The public debut of the largest historic city simulation offers an eye-opening example of urban virtualization technology.
"Rome's Mayor Walter Veltroni will officiate at the first public viewing of "Rome Reborn 1.0," a 10-year project based at the University of Virginia and begun at the University of California, Los Angeles (UCLA) to use advanced technology to digitally rebuild ancient Rome. An international team of archaeologists, architects and computer specialists from Italy, the United States, Britain and Germany employed the same high-tech tools used for simulating contemporary cities such as laser scanners and virtual reality to build the biggest, most complete simulation of an historic city ever created."
""Rome Reborn 1.0" shows almost the entire city within the 13-mile-long Aurelian Walls as it appeared in A.D. 320. At that time Rome was the multicultural capital of the western world and had reached the peak of its development with an estimated population of one million."

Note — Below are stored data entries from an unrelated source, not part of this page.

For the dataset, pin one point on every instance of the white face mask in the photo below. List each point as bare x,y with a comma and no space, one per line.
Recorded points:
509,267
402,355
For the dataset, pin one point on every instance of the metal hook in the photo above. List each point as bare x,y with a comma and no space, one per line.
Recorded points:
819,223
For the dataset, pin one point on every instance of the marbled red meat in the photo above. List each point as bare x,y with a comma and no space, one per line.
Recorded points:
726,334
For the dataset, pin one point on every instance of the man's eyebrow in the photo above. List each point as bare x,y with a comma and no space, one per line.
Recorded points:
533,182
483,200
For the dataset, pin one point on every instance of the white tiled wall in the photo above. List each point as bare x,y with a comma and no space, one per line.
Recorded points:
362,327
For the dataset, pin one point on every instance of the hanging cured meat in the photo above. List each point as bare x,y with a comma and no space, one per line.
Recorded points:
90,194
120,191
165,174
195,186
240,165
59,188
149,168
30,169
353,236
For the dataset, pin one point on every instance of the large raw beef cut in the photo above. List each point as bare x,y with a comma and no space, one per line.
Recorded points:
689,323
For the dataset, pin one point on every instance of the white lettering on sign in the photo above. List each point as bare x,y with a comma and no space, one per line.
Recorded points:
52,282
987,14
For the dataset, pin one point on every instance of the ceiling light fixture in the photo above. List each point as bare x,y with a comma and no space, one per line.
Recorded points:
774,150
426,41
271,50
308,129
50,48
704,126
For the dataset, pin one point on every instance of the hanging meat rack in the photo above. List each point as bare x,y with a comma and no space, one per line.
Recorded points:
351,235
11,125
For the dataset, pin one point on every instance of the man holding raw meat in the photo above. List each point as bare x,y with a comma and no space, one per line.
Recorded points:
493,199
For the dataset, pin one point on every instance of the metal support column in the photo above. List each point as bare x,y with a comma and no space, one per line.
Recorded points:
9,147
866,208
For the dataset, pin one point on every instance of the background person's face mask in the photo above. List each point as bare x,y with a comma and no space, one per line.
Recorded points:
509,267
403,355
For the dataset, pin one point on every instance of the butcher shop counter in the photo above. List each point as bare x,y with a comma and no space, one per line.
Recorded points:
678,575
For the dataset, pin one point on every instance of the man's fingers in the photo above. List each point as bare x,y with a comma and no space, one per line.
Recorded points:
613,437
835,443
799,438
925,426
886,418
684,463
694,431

"In recent years scientists, historians and archaeologists around the world have embraced 3D modeling of cultural heritage sites. Information technology has permitted them to recreate buildings and monuments that no longer exist or to restore digitally sites that have been damaged with the passage of time. The results can be used both in research to test new theories and in teaching to take students on virtual tours of the historical sites they are studying. By several orders of magnitude, "Rome Reborn 1.0" is the most ambitious such project ever undertaken."